The seven-time Supercars champion is retiring from full-time driving at season’s end to take up the team principal role at Triple Eight Race Engineering which Roland Dane is vacating.
Broc Feeney will be promoted from the squad’s Dunlop Super2 Series programme to take over Whincup’s Red Bull Ampol Racing seat, but that does not necessarily mean the latter will not hop back behind the wheel of a Supercar next year.
However, he will wait until he gets his feet under the table as Triple Eight boss to decide for sure about another tilt at the Great Race.
“Right now, yes, I’ll be an enduro driver for next year, but I won’t confirm that until probably the start of next year,” Whincup told Speedcafe.com.
“We’ll obviously see what the workload’s like as general manager of Triple Eight and if I’m still absolutely able to compete at my best come Bathurst next year, I will.
“But, if that situation changes at the start of next year, then I’ll reassess, but right now, my plan is to co-drive at Bathurst.”
He added, “Is it a hundred percent confirmed? No; I’ll just have to wait and see what my workload’s like at the start of next year.”
Regardless, indications are that Triple Eight’s current enduro co-drivers, Craig Lowndes and Garth Tander, will stick around in 2022.
Whincup and Lowndes were paired up after the latter’s own retirement from full-time Supercars competition at the end of 2018, restoring a combination which won the Bathurst 1000 together three times, from 2006 to 2008.

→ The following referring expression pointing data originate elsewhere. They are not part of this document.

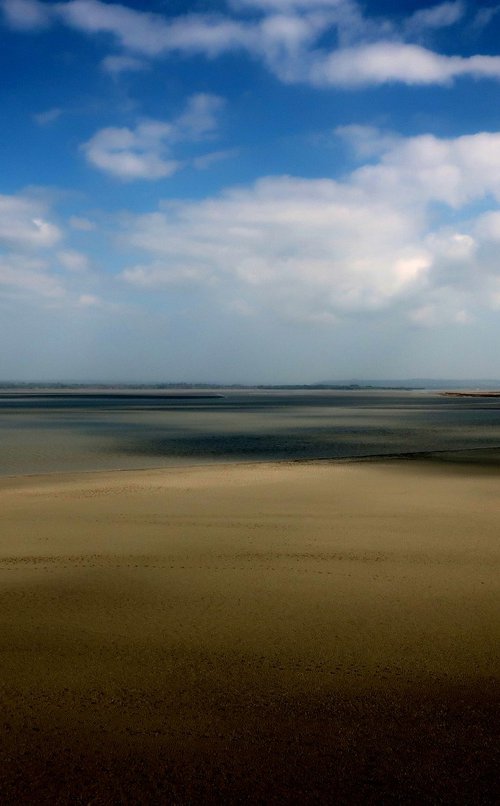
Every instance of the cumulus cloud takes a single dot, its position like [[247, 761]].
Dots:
[[26, 15], [145, 152], [115, 65], [317, 250], [82, 224], [72, 260], [285, 34], [29, 276], [47, 117], [35, 261]]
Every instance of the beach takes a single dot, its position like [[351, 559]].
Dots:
[[271, 632]]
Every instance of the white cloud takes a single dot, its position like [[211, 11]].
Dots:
[[389, 62], [23, 224], [317, 250], [284, 34], [26, 15], [439, 16], [145, 152], [73, 261], [82, 224], [132, 154], [47, 117], [29, 276], [122, 64]]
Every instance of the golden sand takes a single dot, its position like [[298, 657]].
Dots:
[[287, 633]]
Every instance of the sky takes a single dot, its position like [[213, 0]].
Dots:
[[249, 191]]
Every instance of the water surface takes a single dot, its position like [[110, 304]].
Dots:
[[44, 433]]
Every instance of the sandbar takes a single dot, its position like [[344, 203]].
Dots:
[[254, 633]]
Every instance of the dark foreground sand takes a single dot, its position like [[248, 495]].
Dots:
[[264, 634]]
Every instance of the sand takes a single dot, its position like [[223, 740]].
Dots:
[[268, 633]]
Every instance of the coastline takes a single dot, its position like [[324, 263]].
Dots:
[[283, 631]]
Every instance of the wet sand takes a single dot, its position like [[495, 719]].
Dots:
[[287, 633]]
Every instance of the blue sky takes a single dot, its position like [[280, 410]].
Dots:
[[257, 191]]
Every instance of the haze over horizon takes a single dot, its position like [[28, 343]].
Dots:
[[250, 191]]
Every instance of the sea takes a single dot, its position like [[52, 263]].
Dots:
[[47, 432]]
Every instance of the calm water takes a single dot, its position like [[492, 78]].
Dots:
[[47, 433]]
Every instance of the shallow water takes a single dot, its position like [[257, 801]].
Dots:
[[44, 433]]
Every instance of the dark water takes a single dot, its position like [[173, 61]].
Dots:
[[47, 433]]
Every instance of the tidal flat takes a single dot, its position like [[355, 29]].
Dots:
[[239, 633]]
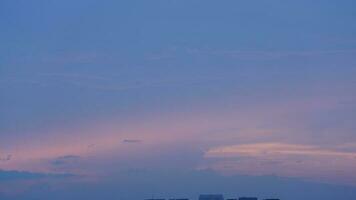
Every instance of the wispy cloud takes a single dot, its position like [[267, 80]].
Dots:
[[285, 159]]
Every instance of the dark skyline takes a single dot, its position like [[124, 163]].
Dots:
[[124, 99]]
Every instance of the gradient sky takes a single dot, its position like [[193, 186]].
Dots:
[[173, 98]]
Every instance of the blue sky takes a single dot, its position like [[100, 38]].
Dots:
[[235, 91]]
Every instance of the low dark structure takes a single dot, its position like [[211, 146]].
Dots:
[[211, 197]]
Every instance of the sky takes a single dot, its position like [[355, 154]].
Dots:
[[176, 98]]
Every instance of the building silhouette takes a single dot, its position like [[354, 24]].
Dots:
[[211, 197]]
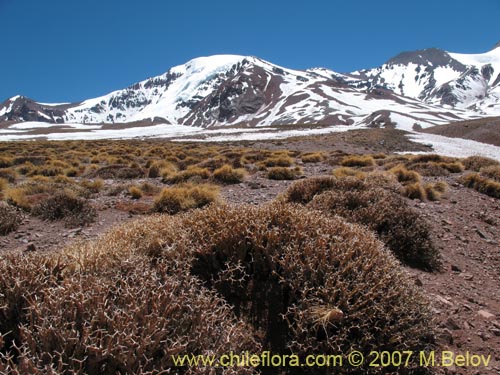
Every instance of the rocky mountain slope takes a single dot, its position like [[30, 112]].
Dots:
[[427, 87]]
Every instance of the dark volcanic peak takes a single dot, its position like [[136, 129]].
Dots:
[[435, 56]]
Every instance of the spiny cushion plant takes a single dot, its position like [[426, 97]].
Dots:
[[403, 230], [184, 197], [126, 319], [10, 219], [285, 268], [229, 175], [65, 205], [304, 283]]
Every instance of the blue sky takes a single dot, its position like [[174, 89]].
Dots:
[[65, 50]]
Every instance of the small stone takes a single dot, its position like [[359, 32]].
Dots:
[[455, 268], [30, 248], [486, 315], [443, 300], [451, 324], [495, 331], [468, 276], [446, 336], [481, 234], [484, 336]]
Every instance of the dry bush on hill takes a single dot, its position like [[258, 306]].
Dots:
[[403, 230]]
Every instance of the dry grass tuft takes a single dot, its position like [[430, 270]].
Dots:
[[229, 175], [185, 197], [284, 173], [492, 171], [405, 176], [276, 264], [65, 205], [135, 192], [475, 163], [415, 191], [313, 157], [10, 219], [358, 161], [403, 230], [342, 172], [192, 172], [482, 184]]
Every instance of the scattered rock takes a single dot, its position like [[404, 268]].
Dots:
[[30, 248], [486, 315], [481, 234], [451, 324], [443, 300], [495, 331], [455, 268], [446, 336]]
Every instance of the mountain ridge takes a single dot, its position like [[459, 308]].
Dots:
[[429, 86]]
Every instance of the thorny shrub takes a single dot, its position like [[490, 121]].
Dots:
[[403, 230]]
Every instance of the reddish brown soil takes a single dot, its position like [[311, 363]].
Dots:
[[465, 294]]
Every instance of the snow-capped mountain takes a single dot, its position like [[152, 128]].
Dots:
[[434, 76], [425, 87]]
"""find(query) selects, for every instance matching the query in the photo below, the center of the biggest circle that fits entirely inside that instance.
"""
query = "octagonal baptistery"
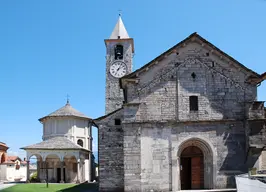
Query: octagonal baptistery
(65, 151)
(70, 123)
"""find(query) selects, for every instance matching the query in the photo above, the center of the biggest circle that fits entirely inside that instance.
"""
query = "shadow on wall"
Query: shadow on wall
(84, 187)
(220, 98)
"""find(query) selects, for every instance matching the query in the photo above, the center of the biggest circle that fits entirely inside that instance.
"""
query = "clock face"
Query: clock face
(118, 69)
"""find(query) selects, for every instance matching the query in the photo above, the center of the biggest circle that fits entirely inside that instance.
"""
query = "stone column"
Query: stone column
(62, 172)
(28, 170)
(78, 164)
(38, 169)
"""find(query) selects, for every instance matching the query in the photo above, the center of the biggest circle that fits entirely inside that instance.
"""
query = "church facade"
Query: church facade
(189, 119)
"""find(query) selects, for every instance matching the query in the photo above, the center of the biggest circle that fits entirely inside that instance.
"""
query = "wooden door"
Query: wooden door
(197, 172)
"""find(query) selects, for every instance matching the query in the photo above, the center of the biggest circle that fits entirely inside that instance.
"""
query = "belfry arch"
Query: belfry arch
(198, 152)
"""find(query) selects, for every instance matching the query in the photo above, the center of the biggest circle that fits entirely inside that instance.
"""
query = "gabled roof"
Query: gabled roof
(66, 111)
(59, 143)
(107, 115)
(192, 37)
(119, 31)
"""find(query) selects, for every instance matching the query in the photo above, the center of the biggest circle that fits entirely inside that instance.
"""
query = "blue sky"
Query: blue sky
(49, 49)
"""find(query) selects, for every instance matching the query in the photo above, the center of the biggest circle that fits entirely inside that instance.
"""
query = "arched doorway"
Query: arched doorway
(3, 158)
(192, 168)
(196, 158)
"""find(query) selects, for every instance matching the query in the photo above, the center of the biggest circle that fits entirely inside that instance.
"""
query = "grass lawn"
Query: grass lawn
(41, 187)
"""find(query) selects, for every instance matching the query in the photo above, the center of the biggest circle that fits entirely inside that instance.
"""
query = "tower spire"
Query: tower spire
(119, 31)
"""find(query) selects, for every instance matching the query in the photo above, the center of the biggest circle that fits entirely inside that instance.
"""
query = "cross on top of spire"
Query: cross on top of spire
(119, 31)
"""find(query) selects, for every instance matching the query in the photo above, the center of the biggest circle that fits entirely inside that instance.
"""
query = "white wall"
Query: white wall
(2, 172)
(12, 173)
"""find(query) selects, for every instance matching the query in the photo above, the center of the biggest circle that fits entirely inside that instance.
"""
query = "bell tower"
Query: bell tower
(119, 57)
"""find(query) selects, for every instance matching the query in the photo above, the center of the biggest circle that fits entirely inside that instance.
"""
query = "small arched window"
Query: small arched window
(80, 142)
(118, 52)
(3, 158)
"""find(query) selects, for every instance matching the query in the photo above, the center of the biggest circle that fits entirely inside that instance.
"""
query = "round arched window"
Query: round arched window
(80, 142)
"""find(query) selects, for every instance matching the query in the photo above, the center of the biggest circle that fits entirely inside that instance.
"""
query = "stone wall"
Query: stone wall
(164, 88)
(157, 121)
(111, 154)
(113, 94)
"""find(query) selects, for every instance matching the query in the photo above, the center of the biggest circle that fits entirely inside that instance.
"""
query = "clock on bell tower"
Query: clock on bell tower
(119, 56)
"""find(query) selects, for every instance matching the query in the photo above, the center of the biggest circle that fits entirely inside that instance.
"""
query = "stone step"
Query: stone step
(210, 190)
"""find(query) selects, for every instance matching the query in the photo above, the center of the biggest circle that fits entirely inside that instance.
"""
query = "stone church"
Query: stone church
(188, 119)
(65, 154)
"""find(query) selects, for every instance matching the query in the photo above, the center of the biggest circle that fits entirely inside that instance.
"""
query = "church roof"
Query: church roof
(53, 143)
(198, 38)
(66, 111)
(119, 31)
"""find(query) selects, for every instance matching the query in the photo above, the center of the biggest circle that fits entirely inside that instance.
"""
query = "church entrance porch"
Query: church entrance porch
(192, 168)
(195, 165)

Last year, Shane van Gisbergen and Tander prevailed in their second Great Race as a duo, and the latter was rewarded with a new contract to drive Car #97.
This December, the Banyo-based team is also running a Supercheap Auto-backed ZB Commodore, to be shared by Feeney and Russell Ingall, and a wildcard entry could well be the solution for keeping all of its big names in 2022.
“We’re planning on running all current drivers; we’re planning on running Garth and Craig,” explained Whincup.
“We’re just not sure how that’s going to work yet, but we’d certainly love to run a third car, so to speak, at Bathurst.
“I’m not sure whether I’ll drive the 88 car [ie co-drive with Feeney] or the third car or what the case is, so that’s our absolute plan, to run a third car, and therefore we’ve got enough drivers.”
Whincup is second only to van Gisbergen in the Supercars Championship, which resumes tomorrow with the Armor All Sydney SuperNight.
The Bathurst 1000 begins on November 30, with the Supercars Championship field first on-track at Mount Panorama from Thursday, December 2.